Strong muscles also are more flexible muscles, which can help you endure the “marathon of labor,” says Tupler. Working your abs and pelvic-floor muscles for even just a few minutes a day with the following workout can help make your labor and delivery easier.
do it right
1A. Elevators (the Tupler Technique) Sit cross-legged on the floor with your back against a wall. Place 1 hand on the center
of your abdomen, over your bellybutton, and the other just under your breasts. Inhale, expanding your belly. Then exhale and pull your bellybutton as close to your spine as possible (imagine your bellybutton pushing out through your spine); squeeze and hold for 1 second. Release slightly, your bellybutton still pulled in, for 1 second. Concentrate on keeping the pelvic-floor muscles relaxed. Aim for doing up to
100 repetitions (1 set). Do 5 sets per day, working up to 10.
After each set, do 1 set of Kegels (see below).

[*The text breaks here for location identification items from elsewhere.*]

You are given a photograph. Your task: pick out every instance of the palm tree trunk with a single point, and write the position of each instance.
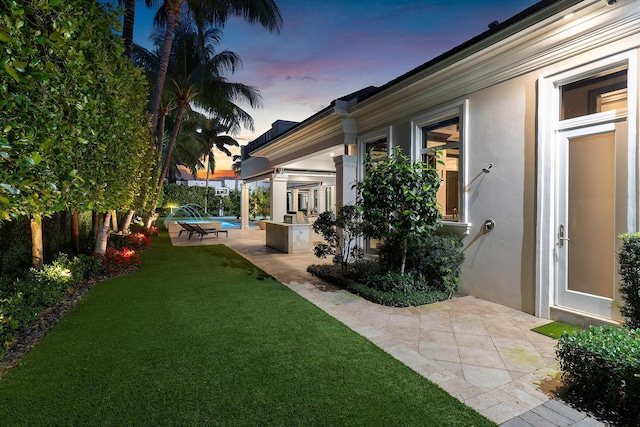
(37, 251)
(206, 200)
(127, 29)
(75, 230)
(173, 17)
(160, 131)
(126, 222)
(167, 160)
(103, 233)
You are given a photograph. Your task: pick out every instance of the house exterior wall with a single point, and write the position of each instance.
(502, 130)
(496, 84)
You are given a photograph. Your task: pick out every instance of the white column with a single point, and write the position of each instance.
(294, 198)
(321, 202)
(244, 206)
(346, 173)
(278, 197)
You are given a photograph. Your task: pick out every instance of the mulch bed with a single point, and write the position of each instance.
(29, 338)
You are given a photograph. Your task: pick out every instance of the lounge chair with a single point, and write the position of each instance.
(196, 229)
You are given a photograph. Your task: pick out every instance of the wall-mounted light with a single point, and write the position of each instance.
(488, 225)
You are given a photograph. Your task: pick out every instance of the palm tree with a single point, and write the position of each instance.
(196, 78)
(129, 18)
(205, 13)
(206, 134)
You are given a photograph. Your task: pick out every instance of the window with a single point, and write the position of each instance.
(441, 145)
(601, 92)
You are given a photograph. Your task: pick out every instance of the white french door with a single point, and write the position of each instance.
(591, 212)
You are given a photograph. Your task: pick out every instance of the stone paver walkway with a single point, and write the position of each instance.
(482, 353)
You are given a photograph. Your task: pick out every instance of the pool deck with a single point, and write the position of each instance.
(482, 353)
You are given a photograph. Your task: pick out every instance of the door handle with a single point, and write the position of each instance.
(561, 238)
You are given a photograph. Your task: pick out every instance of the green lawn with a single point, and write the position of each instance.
(200, 336)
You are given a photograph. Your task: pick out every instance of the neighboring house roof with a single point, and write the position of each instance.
(497, 30)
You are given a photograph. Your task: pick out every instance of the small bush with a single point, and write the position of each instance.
(139, 228)
(436, 258)
(365, 278)
(602, 369)
(120, 260)
(629, 261)
(24, 298)
(138, 241)
(341, 232)
(85, 267)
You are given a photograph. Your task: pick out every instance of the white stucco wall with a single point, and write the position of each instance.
(499, 265)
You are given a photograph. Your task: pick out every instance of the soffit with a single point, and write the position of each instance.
(323, 132)
(541, 40)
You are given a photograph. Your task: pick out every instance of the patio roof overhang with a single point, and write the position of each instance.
(305, 153)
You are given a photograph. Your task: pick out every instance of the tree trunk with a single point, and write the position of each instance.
(404, 256)
(95, 225)
(167, 160)
(206, 197)
(127, 28)
(75, 230)
(173, 18)
(37, 251)
(124, 228)
(103, 233)
(160, 131)
(114, 221)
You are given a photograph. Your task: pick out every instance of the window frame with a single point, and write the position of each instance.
(431, 117)
(368, 138)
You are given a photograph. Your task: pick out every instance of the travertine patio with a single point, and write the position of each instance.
(482, 353)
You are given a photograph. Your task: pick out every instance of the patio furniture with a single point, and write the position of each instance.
(196, 229)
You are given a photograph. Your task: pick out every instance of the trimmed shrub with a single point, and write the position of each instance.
(120, 260)
(23, 299)
(341, 232)
(367, 279)
(436, 258)
(629, 261)
(602, 369)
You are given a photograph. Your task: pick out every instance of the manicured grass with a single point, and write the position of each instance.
(556, 329)
(201, 336)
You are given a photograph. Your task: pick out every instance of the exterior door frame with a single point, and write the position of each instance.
(548, 126)
(572, 299)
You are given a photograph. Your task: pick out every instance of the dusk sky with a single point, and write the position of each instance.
(330, 48)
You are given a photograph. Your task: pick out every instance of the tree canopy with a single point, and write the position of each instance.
(398, 198)
(75, 133)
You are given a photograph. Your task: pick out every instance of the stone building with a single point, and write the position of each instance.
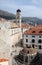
(33, 37)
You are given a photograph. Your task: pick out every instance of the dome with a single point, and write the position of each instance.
(18, 10)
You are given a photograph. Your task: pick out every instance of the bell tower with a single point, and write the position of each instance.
(18, 17)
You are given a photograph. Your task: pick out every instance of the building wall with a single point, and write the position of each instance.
(29, 37)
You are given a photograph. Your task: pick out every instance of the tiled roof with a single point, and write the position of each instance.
(24, 25)
(3, 60)
(28, 51)
(34, 30)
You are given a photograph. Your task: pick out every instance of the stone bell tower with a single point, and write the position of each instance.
(18, 17)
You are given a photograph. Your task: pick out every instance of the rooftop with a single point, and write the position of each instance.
(34, 30)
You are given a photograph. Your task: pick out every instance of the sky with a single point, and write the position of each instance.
(29, 8)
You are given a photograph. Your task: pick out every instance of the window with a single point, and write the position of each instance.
(12, 46)
(26, 35)
(33, 36)
(33, 41)
(26, 40)
(33, 31)
(33, 45)
(18, 21)
(39, 46)
(40, 31)
(39, 36)
(28, 52)
(39, 41)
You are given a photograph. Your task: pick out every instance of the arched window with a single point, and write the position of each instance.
(39, 41)
(33, 40)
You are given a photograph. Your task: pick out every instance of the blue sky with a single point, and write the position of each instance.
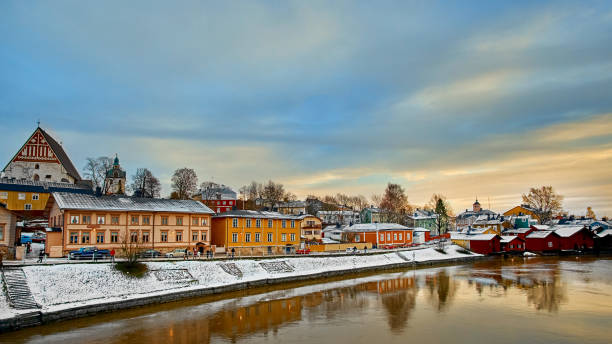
(481, 98)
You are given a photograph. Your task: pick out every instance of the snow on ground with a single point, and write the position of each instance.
(63, 286)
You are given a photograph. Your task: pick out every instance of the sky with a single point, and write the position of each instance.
(469, 99)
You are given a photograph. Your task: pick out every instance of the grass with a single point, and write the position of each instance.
(135, 270)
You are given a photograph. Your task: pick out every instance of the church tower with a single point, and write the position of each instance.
(114, 183)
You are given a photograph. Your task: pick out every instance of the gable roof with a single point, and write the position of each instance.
(57, 149)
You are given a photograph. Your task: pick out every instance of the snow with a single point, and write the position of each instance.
(63, 286)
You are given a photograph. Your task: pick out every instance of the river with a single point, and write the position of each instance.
(514, 300)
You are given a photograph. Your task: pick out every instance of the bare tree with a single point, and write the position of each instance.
(184, 182)
(145, 184)
(545, 202)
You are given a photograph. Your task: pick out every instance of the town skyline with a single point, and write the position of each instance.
(484, 102)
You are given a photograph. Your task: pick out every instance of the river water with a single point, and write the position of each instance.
(515, 300)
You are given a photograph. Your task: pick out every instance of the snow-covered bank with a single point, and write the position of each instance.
(67, 286)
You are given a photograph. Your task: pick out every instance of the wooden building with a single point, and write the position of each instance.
(78, 220)
(250, 232)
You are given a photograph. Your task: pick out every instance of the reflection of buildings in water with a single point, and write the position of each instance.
(442, 289)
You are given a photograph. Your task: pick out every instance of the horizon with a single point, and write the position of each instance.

1B. Seated splint variation If you have diastasis recti (see page 112), do this variation instead: Sit cross-legged, wrap a towel around your belly and hold the ends of the towel with opposite hands. Keep your belly pulled in and do Elevator moves in the same manner as described above. Note: Tupler’s research revealed that after a six-week workshop, women’s diastases were unchanged or smaller, as opposed to growing wider. Columbia University graduate students are now researching this.
2. Pelvic tilts Lie on your back with 1 hand resting on your belly and the other near the small of your back (after your fourth month, prop your shoulders with a pillow so your head is higher than your heart). Bend your knees. Inhale to expand your belly; then exhale and draw your bellybutton toward your spine. Without tightening your buttocks, hold this position and press your back toward the floor, continuing to use your abs rather than your legs. Your pelvis may lift slightly off the floor. Hold for 1 second and release. Do 10 reps. Work up to 3 sets of 30 reps. In between each set, do 1 set of Kegels. Note: If you become dizzy, do this exercise from a side-lying position with your back braced against a wall.

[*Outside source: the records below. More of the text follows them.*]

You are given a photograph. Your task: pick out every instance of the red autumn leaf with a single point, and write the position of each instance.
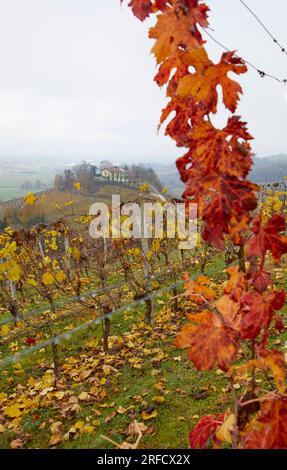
(220, 200)
(202, 84)
(30, 341)
(178, 30)
(209, 341)
(141, 8)
(268, 237)
(269, 430)
(257, 312)
(277, 299)
(204, 431)
(237, 284)
(226, 151)
(261, 280)
(199, 291)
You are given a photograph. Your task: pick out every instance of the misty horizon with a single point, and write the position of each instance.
(86, 92)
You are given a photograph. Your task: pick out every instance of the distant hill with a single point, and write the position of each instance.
(269, 169)
(265, 170)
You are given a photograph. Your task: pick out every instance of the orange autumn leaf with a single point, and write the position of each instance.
(237, 283)
(269, 430)
(275, 361)
(204, 431)
(268, 237)
(202, 84)
(199, 291)
(178, 29)
(257, 311)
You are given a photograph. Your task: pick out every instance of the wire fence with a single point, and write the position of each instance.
(56, 339)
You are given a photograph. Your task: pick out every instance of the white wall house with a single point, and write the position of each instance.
(115, 174)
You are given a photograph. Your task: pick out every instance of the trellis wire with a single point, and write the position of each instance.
(65, 336)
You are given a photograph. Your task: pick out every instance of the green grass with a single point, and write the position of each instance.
(188, 394)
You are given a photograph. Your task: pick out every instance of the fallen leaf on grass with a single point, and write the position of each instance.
(146, 415)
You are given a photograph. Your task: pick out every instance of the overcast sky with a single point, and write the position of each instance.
(77, 79)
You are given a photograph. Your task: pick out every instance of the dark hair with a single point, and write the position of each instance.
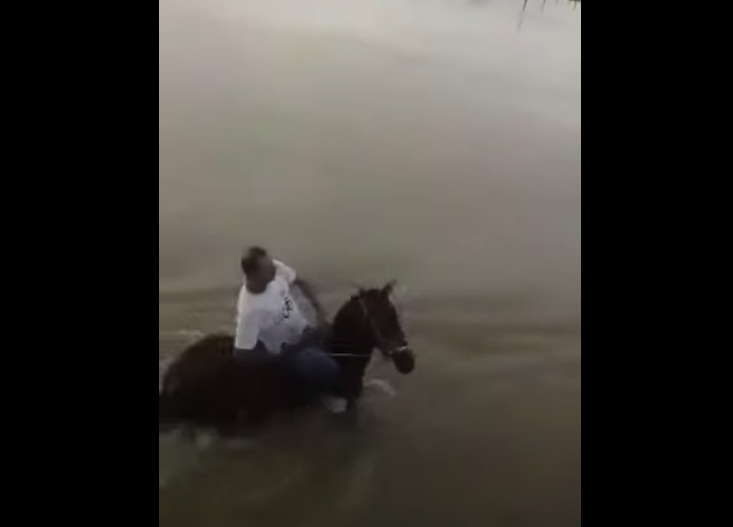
(251, 258)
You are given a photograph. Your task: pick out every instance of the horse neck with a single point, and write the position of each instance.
(350, 331)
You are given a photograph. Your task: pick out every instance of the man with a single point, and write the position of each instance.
(271, 326)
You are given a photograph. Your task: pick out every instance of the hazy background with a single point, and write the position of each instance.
(360, 140)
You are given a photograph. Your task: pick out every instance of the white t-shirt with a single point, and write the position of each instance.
(272, 317)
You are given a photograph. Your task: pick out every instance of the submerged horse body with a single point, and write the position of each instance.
(208, 385)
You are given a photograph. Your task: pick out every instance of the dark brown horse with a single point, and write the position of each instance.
(208, 386)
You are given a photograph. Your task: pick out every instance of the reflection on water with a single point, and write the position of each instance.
(426, 140)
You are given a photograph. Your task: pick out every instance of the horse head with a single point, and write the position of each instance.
(371, 317)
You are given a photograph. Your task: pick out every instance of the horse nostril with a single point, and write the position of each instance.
(404, 361)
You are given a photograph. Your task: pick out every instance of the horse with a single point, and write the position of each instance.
(209, 386)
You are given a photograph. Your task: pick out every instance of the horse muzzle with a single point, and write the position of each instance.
(404, 360)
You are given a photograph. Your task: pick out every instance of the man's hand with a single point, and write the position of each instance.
(309, 294)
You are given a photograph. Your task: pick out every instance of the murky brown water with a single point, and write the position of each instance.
(360, 140)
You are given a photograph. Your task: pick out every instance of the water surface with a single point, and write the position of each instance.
(428, 140)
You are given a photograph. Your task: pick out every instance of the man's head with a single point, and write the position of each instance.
(258, 268)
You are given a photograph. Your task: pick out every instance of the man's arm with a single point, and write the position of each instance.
(246, 337)
(294, 280)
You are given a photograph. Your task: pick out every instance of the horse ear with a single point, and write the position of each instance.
(389, 288)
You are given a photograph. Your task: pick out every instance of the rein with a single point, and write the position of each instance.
(380, 340)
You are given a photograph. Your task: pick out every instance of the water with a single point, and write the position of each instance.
(433, 141)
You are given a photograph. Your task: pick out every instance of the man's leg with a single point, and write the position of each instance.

3. Side-lying splinted lift Splint your belly as in 1B. Lie on your side with your back against a wall, knees bent [A]. Inhale and expand your belly; then exhale, pulling your bellybutton toward your spine in a “crunch” as you pull the splint inward to support your abs [B]. Imagine your bellybutton pushing out through your spine. Hold for 1 second, release and repeat. Do 10 reps, working up to 3 sets of 30. Do 1 set of Kegels in between sets.

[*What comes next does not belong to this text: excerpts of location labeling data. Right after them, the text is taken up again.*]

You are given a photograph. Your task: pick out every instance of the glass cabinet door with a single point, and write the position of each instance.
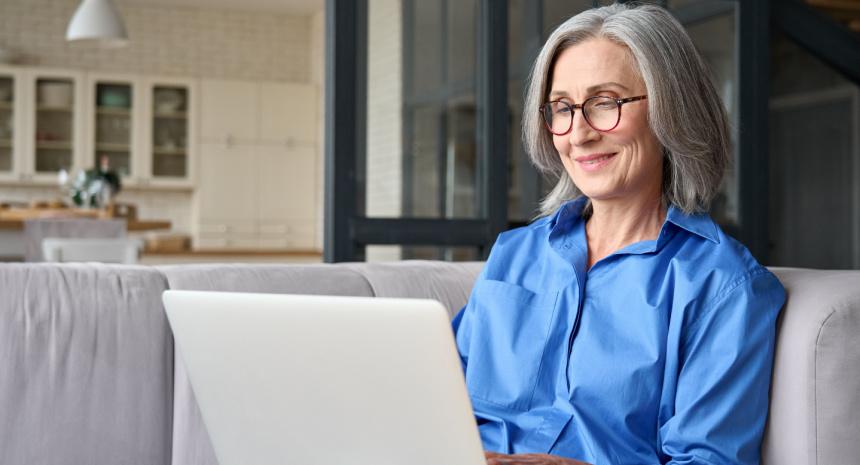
(170, 130)
(113, 123)
(55, 135)
(55, 102)
(7, 128)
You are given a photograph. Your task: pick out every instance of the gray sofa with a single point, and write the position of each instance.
(88, 372)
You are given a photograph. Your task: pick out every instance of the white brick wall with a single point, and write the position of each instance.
(384, 117)
(173, 41)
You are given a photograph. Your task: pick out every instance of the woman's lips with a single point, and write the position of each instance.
(595, 161)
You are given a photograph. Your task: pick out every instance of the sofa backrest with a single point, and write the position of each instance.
(814, 414)
(86, 365)
(87, 359)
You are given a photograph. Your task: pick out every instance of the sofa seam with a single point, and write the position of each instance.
(815, 380)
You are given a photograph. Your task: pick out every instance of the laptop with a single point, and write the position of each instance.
(317, 380)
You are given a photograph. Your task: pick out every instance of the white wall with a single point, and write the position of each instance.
(384, 117)
(177, 41)
(167, 41)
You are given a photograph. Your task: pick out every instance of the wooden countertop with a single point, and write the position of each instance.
(13, 218)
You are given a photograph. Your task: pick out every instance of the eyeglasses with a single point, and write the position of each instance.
(601, 113)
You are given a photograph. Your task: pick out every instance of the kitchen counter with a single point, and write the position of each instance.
(13, 218)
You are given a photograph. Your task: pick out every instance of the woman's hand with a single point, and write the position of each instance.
(529, 459)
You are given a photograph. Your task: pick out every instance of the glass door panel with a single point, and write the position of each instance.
(113, 122)
(54, 125)
(7, 129)
(170, 131)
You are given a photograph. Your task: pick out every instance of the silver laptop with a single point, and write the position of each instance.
(312, 380)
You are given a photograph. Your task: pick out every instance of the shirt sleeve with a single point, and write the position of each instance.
(726, 356)
(461, 337)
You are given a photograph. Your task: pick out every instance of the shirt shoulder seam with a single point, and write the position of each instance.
(710, 307)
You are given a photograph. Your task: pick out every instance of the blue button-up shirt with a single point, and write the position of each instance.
(660, 353)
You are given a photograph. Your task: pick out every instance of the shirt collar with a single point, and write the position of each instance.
(699, 224)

4. Kegels (not shown) Sitting or lying down, put your hands on your belly and relax your abs; keep them relaxed during this exercise. Squeeze and hold the muscles around the vagina (as if stopping the flow of urine). Hold for 10 seconds; slowly release. Squeeze the muscles again when finished to shorten the muscle. Do 20 10-second holds 5 times a day (1 set should be performed in between each set of Elevators, pelvic tilts and side-lying splinted lifts). Note: If holding for 10 seconds is too difficult at first, start with 5-second holds, working up to 8 seconds and then to 10 seconds as you gain muscle strength.